Io il Napoli juventino di Conte non lo sopporto

Preferisco di gran lunga il secondo posto di Sarri. Ci ho provato ma non ce l'ho fatta a juventinizzarmi. Per me vincere non è l'unica cosa che conta. Ha ragione il Pampa Sosa sui presunti perdenti

Io il Napoli juventino di Conte non lo sopporto

Dc Napoli 11/05/2026 - campionato di calcio serie A / Napoli-Bologna / foto Domenico Cippitelli/Image Sport nella foto: Antonio Conte

Da te non me lo aspettavo, caro Napolista: pubblichi un pezzo in cui si iniziano a mettere in discussione i “dogmi contiani”. Finalmente! C’è voluto il Pampa Sosa, in cattedra alla Federico II per presentare un suo libro, per contraddire Antonio Conte e le sue bizzarre teorie (e con “bizzarre” l’ho trattato). Concentriamoci su “Il secondo è il primo dei perdenti”. No, non tiro in ballo de Coubertin, tranquilli. Dite quella frase a un ragazzino di dieci anni che ha perso in finale, insieme ai suoi compagni, il torneo di fine stagione. Oppure ai calciatori della squadra sconfitta alla finalissima dei Mondiali di calcio.

La risata di Eileen Gu

Meraviglioso, nell’articolo di Fabio Avallone, il link che porta alla reazione di Eileen Gu, sciatrice che, ridendo fragorosamente, ridicolizza l’intervistatore che aveva definito “sconfitte” due medaglie d’argento olimpiche. Io per andare alle Olimpiadi sarei disposto a fare il vice sostituto chef. Molto bello anche il riferimento ai discorsi di Roger Federer in occasione della laurea conferitagli honoris causa e di Micheal Jordan in non ricordo quale evento. Il Pampa Sosa conclude il suo discorso affermando: “Nessuno ha detto che esiste solo il 110 e lode. Una laurea presa con un voto più basso, magari in un momento di difficoltà o venendo da una situazione che non è tranquilla, è un traguardo importante e nessuno ha il diritto di etichettarvi come perdenti”.
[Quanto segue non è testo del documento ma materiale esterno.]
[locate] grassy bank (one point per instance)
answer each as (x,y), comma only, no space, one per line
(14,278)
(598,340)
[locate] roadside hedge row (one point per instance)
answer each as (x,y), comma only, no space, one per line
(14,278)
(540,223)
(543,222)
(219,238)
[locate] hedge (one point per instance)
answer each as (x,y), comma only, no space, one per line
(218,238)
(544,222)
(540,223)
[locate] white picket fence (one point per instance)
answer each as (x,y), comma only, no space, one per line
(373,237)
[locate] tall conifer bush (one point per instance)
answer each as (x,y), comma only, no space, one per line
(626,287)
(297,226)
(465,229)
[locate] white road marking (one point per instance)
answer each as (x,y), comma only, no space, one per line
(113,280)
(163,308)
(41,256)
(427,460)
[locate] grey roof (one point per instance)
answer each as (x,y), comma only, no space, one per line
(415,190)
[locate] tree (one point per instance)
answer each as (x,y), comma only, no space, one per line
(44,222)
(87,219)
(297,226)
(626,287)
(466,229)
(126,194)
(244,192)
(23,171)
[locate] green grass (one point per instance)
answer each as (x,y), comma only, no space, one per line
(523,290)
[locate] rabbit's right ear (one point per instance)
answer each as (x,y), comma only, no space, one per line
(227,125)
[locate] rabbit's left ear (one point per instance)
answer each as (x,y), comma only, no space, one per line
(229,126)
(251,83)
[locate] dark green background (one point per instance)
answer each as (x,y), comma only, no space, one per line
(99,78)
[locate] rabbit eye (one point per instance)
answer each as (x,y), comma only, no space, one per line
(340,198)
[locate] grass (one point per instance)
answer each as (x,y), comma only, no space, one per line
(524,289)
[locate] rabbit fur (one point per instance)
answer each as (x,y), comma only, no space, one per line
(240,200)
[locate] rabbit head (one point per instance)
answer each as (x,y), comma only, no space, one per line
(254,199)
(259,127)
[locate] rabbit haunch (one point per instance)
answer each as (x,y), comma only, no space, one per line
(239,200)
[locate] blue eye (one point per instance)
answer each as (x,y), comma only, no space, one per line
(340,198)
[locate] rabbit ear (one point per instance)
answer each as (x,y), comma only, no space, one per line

Il Napoli di Conte è noioso come il commissario Montalbano

Mi permetto di aggiungere che preferisco il secondo posto di mister Maurizio Sarri con 91 punti, il Napoli di Vinicio e la grande Olanda di Johan Cruijff che nulla vinse negli anni ’70, al calcio soporifero di Conte. La partita del Napoli per me è diventata come gli episodi del commissario Montalbano. Mi addormento e poi mi sveglio e vedo il finale. Per due anni ho provato a juventinizzarmi ripetendo all’infinito: “vincere è l’unica cosa che conta”. Non ci sono riuscito. Juventini si nasce e grazie a Dio io non lo nacqui. D’altro canto, cosa c’è da aspettarsi da uno che si vanta di voler vincere anche se gioca a carte col nipotino di 5 anni? Dovessi avere la fortuna di essere in vita quando arriverà in famiglia un piccolino che riesca a tenere in mano un mazzo di carte, mi farei stra – battere. Diversamente, mi sentirei una …..

Per me Antonio Conte se ne deve andare. Non lo sopporto più. Sono allergico ai meridionali juventini. Altri principi, altre convinzioni, altro modus vivendi. Non vinceremo più? Pazienza. Però i nipotini saranno felici.